In public, new President Emmerson Mnangagwa has continued to refer to 94-year-old Mugabe as an “icon” for leading Zimbabwe’s independence war, but news this week that Mugabe is backing a new political party has soured relations between him and his ex-comrades.
At a meeting with Mnangagwa at the ruling party headquarters in Harare, ZANU-PF youths took turns to denounce Mugabe while hailing the leadership of Mnangagwa, who sat smiling, flanked by senior party officials.
The youths chanted “Down with Robert Mugabe,” a slogan the former ruler had used himself in irony against rivals since the country won independence from Britain in 1980.
Young party members and party officials have so far refrained from condemning Mugabe, instead denouncing his allies.
But the signs of his fall from favour across society are growing. The state-owned Herald newspaper, which had previously referred to Mugabe as “Comrade” after his resignation, on Wednesday began refer to him as “Mr”, a title usually reserved for opposition rivals.

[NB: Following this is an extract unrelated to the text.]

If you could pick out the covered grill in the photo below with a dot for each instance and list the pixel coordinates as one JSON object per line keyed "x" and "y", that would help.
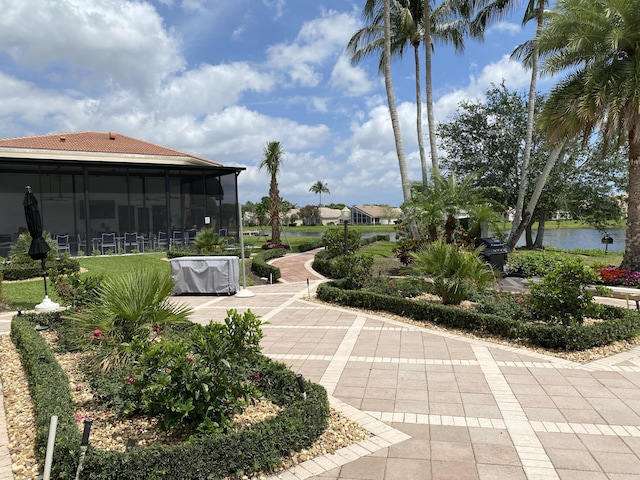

The New Patriotic Front, a new party headed by former army general and Mugabe loyalist Ambrose Mutinhiri, said it has Mugabe’s support and will challenge Mnangagwa at polls expected in a few months.
Mnangagwa told the youths gathered at the party headquarters that ZANU-PF was set for a landslide victory in the presidential, parliamentary and council elections due by Aug 21.
Since his fall from power, Mugabe has stayed at his Harare mansion with his wife Grace, but on Wednesday he left to visit South Africa for unknown reasons.